Abstract
The widely distributed, thick Chang 7 Shale is the richest shale oil formation in China. A calculation method for the evaporative hydrocarbon recovery coefficient based on formation volume factor is proposed considering the correction of heterogeneity-based total organic carbon differences to improve the adsorbed oil calculation method, and light hydrocarbon evaporative sampling losses, which can make mobile and total oil calculations more accurate. The adsorbed oil, S1 evaporative loss, total oil yield, and movable oil yield of 200 shale samples from the Chang 7 Member were calculated using the new methods. Results show that S1 evaporative loss accounts for 29% of S1, total oil yield is 3.5 times S1, and movable oil yield accounts for 37% of total oil yield. Based on the calculated total oil yield and movable oil yield results, the relationships among total oil yield, movable oil yield, and total organic carbon of the Chang 7 were established yielding total oil yield and movable oil yield estimates of 11.12 × 109 t and 4.01 × 109 t, respectively, revealing its tremendous shale exploration potential.
Introduction
In the past decade, as the exploration and development of conventional oil and gas has become increasingly difficult, the focus of oil and gas exploration has gradually turned to shale oil. Shale oil exploration has made major progress in the Permian Basin, Williston Basin, Western Gulf, Appalachian Basin, and Western Canada Sedimentary Basin in North America (Abouelresh and Slatt, 2012; Attar and Pranter, 2016; Bernard and Horsfield, 2014; Browning et al., 2013; Chen and Jiang, 2016; EIA, 2015, 2016, 2017; Hackley and Cardott, 2016; Han et al., 2019; Kuske et al., 2019; Lewan and Pawlewicz, 2017; Marra, 2018). Breakthroughs in shale oil have also been made in the Ordos Basin, Bohai Bay Basin, Songliao Basin, and Junggar Basin in China (Liang et al., 2017; Liu et al., 2019; Zhang et al., 2018; Zou et al., 2019a). Shale oil, with great resource potential, will be the main target for oil and gas exploration and development in the future. With wide distribution and large thickness, the Chang 7 Shale in the Upper Triassic in the Ordos Basin has the most abundant shale oil in China (Guo et al., 2019; Zou et al., 2019b).
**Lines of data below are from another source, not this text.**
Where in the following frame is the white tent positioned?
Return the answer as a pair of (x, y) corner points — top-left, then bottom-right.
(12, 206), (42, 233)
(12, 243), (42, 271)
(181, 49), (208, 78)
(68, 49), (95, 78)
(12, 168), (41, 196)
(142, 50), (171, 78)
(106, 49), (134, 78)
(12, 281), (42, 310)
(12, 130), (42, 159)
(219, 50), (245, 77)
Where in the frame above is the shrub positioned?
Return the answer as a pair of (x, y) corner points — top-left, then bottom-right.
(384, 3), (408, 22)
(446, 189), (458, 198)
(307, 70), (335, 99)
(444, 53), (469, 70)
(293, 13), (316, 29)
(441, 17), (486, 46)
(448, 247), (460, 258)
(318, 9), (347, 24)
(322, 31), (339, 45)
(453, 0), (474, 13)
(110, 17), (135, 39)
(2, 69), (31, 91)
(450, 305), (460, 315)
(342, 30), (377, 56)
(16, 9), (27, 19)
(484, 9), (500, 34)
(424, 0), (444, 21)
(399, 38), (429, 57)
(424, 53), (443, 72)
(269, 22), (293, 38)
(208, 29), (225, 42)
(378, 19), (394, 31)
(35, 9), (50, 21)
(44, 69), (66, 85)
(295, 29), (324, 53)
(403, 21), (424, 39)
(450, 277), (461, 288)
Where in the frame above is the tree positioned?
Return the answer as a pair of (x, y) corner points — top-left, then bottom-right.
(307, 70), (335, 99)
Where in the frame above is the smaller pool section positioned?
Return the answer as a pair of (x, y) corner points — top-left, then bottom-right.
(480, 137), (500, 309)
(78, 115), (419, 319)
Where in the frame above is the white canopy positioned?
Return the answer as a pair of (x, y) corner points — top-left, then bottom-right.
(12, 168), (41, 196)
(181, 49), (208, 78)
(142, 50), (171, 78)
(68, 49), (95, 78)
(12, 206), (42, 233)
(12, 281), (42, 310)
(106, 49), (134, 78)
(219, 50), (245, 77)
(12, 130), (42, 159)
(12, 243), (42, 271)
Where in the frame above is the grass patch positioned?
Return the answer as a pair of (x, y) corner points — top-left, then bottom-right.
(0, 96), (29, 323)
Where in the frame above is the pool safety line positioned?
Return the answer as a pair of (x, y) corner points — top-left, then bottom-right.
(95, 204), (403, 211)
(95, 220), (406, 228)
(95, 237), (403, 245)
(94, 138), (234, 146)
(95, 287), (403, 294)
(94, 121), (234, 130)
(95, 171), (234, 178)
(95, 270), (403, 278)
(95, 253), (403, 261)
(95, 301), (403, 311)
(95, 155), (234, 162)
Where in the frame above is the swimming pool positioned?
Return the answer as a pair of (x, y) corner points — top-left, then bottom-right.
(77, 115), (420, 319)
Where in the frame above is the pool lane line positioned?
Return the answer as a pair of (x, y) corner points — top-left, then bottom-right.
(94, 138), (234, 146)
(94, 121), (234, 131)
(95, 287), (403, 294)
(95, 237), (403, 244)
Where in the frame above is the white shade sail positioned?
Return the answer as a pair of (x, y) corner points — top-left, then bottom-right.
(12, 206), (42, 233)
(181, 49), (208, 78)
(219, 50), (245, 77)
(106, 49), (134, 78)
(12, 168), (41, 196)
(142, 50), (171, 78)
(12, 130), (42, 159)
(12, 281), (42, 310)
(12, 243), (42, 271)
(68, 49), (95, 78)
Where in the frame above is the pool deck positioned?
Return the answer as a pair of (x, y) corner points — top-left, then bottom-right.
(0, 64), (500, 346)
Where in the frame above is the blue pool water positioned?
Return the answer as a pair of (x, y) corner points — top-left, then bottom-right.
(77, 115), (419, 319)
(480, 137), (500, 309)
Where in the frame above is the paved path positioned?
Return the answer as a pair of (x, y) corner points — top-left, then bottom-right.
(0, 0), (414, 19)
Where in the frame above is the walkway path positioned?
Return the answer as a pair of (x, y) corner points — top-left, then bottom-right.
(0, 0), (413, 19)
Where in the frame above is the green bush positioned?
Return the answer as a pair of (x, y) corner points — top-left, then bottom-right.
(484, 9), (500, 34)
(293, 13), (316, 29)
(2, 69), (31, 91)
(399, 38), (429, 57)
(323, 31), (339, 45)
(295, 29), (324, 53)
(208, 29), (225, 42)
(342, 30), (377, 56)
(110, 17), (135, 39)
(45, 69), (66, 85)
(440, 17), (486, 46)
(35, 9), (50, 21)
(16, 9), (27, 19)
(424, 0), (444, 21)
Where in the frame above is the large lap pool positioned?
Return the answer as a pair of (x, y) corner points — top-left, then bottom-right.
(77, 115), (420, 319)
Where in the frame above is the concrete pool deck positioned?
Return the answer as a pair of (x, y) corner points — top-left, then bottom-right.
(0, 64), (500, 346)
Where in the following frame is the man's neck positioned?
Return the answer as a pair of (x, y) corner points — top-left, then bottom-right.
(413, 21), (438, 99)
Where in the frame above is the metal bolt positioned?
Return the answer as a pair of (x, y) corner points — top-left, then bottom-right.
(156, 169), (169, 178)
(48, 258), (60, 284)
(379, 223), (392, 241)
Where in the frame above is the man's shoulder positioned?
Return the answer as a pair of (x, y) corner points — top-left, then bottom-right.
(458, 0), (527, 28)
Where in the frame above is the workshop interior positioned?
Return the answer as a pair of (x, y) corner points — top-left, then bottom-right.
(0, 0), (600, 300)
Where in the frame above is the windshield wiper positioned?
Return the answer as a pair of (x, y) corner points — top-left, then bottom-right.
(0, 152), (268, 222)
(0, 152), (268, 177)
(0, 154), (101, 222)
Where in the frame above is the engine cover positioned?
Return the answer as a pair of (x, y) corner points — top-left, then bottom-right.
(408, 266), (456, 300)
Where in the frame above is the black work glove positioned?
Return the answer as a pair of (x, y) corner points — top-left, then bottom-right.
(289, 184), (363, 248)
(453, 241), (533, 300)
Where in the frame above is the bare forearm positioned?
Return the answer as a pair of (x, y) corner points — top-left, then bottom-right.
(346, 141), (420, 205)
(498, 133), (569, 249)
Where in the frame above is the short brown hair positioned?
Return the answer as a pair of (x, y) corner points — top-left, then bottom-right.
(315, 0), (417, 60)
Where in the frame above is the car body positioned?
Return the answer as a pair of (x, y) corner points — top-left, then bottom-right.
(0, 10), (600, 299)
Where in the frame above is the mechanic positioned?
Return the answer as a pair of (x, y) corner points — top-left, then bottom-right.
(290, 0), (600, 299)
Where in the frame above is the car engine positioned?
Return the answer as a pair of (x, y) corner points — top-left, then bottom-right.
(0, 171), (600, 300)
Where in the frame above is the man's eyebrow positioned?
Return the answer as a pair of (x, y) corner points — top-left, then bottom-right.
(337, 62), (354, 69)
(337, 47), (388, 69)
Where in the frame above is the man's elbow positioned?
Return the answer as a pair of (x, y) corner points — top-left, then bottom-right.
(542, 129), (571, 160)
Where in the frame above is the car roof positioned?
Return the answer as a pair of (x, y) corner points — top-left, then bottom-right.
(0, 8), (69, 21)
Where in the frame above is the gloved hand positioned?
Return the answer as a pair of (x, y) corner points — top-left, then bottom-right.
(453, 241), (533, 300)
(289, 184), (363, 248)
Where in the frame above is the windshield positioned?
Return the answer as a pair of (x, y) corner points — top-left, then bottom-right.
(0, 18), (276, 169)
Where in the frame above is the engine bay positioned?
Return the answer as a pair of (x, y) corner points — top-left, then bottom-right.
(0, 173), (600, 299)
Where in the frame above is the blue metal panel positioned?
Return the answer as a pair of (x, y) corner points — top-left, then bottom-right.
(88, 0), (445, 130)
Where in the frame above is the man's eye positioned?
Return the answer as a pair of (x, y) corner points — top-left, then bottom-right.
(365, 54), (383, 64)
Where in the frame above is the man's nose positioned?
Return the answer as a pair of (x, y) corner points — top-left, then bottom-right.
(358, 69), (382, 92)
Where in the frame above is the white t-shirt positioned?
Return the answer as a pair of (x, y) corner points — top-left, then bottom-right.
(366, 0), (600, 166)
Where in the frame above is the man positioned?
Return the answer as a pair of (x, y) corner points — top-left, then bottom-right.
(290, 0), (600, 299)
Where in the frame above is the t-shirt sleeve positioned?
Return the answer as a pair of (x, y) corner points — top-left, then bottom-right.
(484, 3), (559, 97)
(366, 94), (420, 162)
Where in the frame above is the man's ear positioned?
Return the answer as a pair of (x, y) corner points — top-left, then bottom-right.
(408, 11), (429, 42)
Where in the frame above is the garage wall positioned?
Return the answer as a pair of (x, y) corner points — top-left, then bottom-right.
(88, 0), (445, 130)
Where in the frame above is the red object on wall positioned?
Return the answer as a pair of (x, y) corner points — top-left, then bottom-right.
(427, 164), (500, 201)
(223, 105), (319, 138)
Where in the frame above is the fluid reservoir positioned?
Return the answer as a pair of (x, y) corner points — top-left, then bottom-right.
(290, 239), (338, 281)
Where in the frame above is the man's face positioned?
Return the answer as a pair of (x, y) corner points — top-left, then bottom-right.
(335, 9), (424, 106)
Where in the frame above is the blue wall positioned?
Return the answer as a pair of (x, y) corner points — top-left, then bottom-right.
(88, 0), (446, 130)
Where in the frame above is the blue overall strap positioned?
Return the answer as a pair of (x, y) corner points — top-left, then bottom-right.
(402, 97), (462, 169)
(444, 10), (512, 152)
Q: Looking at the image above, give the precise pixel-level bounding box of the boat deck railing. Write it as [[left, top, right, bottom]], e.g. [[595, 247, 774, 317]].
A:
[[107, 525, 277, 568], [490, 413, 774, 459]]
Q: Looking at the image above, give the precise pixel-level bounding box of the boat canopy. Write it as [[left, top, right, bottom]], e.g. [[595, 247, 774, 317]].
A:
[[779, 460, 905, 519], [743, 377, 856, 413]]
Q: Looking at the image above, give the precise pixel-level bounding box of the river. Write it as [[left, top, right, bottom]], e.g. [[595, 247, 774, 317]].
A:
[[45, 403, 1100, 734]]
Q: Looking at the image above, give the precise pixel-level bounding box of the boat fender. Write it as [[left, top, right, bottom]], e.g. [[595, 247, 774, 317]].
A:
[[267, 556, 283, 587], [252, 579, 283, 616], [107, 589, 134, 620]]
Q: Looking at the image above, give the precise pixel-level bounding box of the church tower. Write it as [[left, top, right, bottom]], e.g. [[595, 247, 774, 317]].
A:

Shale oil is self-generated and self-retained in fine-grained organic-rich source rocks, where additional storage space for hydrocarbon is provided by pores and microfractures created by conversion and shrinkage of kerogen associated with hydrocarbon generation (Chen and Jiang, 2016; Chen et al., 2017a, 2017b, 2017c, 2017d; Li et al., 2018, 2019; Loucks and Reed, 2014; Modica and Lapierre, 2012). In this paper, shale oil is liquid hydrocarbons, mainly occurring in mature shale reservoirs with a large portion of the oil yield in sorption sorped or partially soluble states.
The evaluation method of shale oil resource potential mainly adopts volumetric methods and includes the volumetric method based on porosity (Chen and Jiang, 2016; Modica and Lapierre, 2012) and based on pyrolytic S1 yield (Jiang et al., 2016a, 2016b; Li et al., 2019; Michael et al., 2013).
Modica and Lapierre (2012) proposed the PhiK approach for calculating the organic matter porosity of shale. In this approach, the kerogen pore system is considered as an oil-wet pore system without water; thus, relative water saturation is not accounted for. Modica’s method assumed “matrix” or “mineral” porosity that is dominated by bound water and that may be largely irrelevant to hydrocarbon storage capacity. The oil in-place (OIP) of the Mowry Shale was estimated by both PhiK and volumetric methods, and the results show that the OIPs calculated with the two methods are close at low shale maturity (Ro <0.75%), but when Ro is more than 0.75%, the OIP calculated by PhiK is over twice that calculated by the S1 yield method (Ro >0.75%). Chen and Jiang (2016) proposed a revised method for organic porosity estimation and suggested that a significant amount of hydrocarbon might be stored in the organic nano-pores in the Duvernay Formation in the Western Canada Sedimentary Basin.
This paper mainly focuses on the volumetric method based on pyrolytic S1 yield. The core problem of this method is how to effectively correct S1 yield, which includes the calculation of evaporative loss of S1, the absorbed oil, and their impact on the total oil yield (TOY) estimation as well as shale oil mobility evaluation. Many authors (Abrams et al., 2017; Burnham et al., 2018; Chen et al., 2018; Jarvie, 2012, 2018; Jiang et al., 2016a, 2016b; Li et al., 2019; Michael et al., 2013; Romero-Sarmiento, 2019) have discussed these questions.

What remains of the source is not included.